Class SquaredErrors

  • All Implemented Interfaces:
    Evaluator, ResultProcessor

    public class SquaredErrors
    extends java.lang.Object
    implements Evaluator
    Evaluate a clustering by reporting the squared errors (SSE, SSQ), as used by k-means. This should be used with SquaredEuclideanDistance only (when used with other distances, it will manually square the values; but beware that the result is less meaningful with other distance functions).

    For clusterings that provide a cluster prototype object (e.g., k-means), the prototype will be used. For other algorithms, the centroid will be recomputed.

    TODO: support non-vector based clusterings, too, if the algorithm provided a prototype object (e.g., PAM).

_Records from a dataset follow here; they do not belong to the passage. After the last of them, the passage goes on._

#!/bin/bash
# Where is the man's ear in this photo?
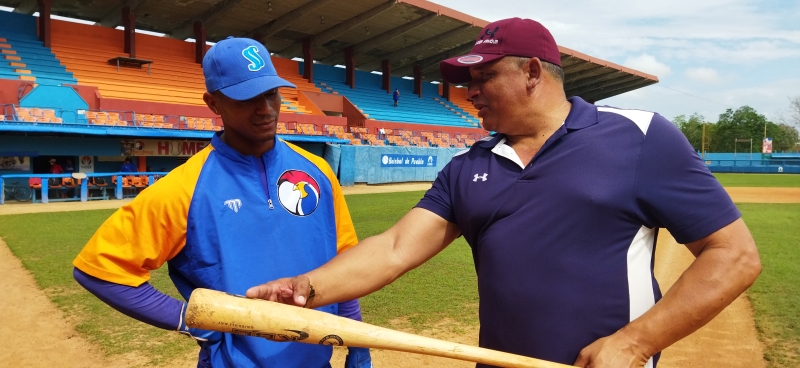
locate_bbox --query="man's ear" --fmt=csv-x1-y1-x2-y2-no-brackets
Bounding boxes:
203,92,219,114
523,57,544,89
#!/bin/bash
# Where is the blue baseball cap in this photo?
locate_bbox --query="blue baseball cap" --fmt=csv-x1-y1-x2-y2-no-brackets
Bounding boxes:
203,37,296,101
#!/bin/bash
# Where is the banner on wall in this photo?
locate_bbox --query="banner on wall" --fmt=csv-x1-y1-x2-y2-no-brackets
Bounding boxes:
381,154,436,168
78,156,94,173
122,139,210,157
0,156,31,171
761,138,772,153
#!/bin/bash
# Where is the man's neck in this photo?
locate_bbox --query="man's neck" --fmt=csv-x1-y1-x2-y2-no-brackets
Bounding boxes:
506,99,572,147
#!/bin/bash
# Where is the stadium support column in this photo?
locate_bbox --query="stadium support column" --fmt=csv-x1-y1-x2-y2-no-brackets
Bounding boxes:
344,46,356,88
303,37,314,83
122,6,136,58
414,65,422,97
381,60,392,93
194,20,206,65
37,0,52,47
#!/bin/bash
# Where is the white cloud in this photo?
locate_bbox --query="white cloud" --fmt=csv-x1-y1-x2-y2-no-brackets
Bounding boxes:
622,53,672,78
685,68,722,84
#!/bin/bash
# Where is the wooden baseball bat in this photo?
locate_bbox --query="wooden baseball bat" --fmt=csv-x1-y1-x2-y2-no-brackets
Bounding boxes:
186,289,570,368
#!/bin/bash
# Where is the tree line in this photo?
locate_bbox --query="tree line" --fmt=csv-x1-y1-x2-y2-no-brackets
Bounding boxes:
672,96,800,152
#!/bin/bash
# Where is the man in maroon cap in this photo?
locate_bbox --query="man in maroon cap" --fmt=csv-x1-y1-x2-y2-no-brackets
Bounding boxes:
247,18,761,368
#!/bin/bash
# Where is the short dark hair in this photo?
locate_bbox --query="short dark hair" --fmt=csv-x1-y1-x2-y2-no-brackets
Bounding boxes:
506,56,564,84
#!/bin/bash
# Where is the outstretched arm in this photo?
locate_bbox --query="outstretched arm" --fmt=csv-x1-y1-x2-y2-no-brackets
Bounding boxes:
575,219,761,367
72,267,222,341
247,208,460,308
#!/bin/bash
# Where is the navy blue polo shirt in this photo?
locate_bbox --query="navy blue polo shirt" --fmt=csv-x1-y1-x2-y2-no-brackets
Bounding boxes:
417,97,741,367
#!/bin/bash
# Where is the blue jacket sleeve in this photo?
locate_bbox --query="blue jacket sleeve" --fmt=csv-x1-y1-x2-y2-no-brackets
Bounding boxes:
338,299,372,368
72,268,222,341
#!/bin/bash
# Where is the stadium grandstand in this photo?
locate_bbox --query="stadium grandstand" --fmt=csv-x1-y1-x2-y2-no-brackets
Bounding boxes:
0,0,658,203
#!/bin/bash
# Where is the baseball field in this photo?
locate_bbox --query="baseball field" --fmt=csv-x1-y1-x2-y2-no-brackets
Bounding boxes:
0,174,800,368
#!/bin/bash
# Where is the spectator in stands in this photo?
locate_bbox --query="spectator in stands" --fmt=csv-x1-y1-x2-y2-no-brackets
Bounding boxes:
73,38,371,368
62,159,75,174
50,158,64,174
119,158,139,172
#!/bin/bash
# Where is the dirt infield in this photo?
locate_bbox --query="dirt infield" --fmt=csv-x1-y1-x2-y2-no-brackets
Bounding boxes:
0,183,788,368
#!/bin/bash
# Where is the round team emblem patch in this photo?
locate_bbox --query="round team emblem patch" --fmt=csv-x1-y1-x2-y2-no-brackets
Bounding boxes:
456,55,483,64
278,170,320,216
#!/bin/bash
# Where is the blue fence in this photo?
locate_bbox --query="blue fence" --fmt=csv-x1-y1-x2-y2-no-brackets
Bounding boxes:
0,172,167,205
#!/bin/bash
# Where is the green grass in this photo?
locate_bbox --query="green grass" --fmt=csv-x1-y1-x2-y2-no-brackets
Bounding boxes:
0,192,478,366
0,210,197,365
739,204,800,367
714,173,800,188
347,192,478,329
0,193,800,367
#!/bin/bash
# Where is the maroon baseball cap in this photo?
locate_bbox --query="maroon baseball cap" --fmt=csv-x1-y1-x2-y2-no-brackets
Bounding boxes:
439,18,561,83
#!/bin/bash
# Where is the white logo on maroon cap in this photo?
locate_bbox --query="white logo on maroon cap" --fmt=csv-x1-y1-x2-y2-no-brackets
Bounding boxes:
456,55,483,64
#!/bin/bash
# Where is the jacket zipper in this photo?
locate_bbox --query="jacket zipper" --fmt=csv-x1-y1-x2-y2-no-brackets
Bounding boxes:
256,157,275,210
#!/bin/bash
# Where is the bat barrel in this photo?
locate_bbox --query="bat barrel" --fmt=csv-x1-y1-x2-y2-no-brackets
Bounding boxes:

    TODO: when combined with k-means, detect if the distance functions agree (both should be using squared Euclidean), and reuse the SSQ values provided by k-means.

    Since:
    0.7.0
    Author:
    Erich Schubert
    • Field Detail

      • LOG

        private static final Logging LOG
        Logger for debug output.
      • noiseOption

        private NoiseHandling noiseOption
        Handling of Noise clusters
      • key

        private java.lang.String key
        Key for logging statistics.
    • Constructor Detail

      • SquaredErrors

        public SquaredErrors​(NumberVectorDistance<?> distance,
                             NoiseHandling noiseOption)
        Constructor.
        Parameters:
        distance - Distance function to use.
        noiseOption - Control noise handling.
    • Method Detail

      • evaluateClustering

        public double evaluateClustering​(Relation<? extends NumberVector> rel,
                                         Clustering<?> c)
        Evaluate a single clustering.
        Parameters:
        rel - Data relation
        c - Clustering
        Returns:
        ssq
      • processNewResult

        public void processNewResult​(java.lang.Object result)
        Description copied from interface: ResultProcessor
        Process a result.
        Specified by:
        processNewResult in interface ResultProcessor
        Parameters:
        result - Newly added result subtree.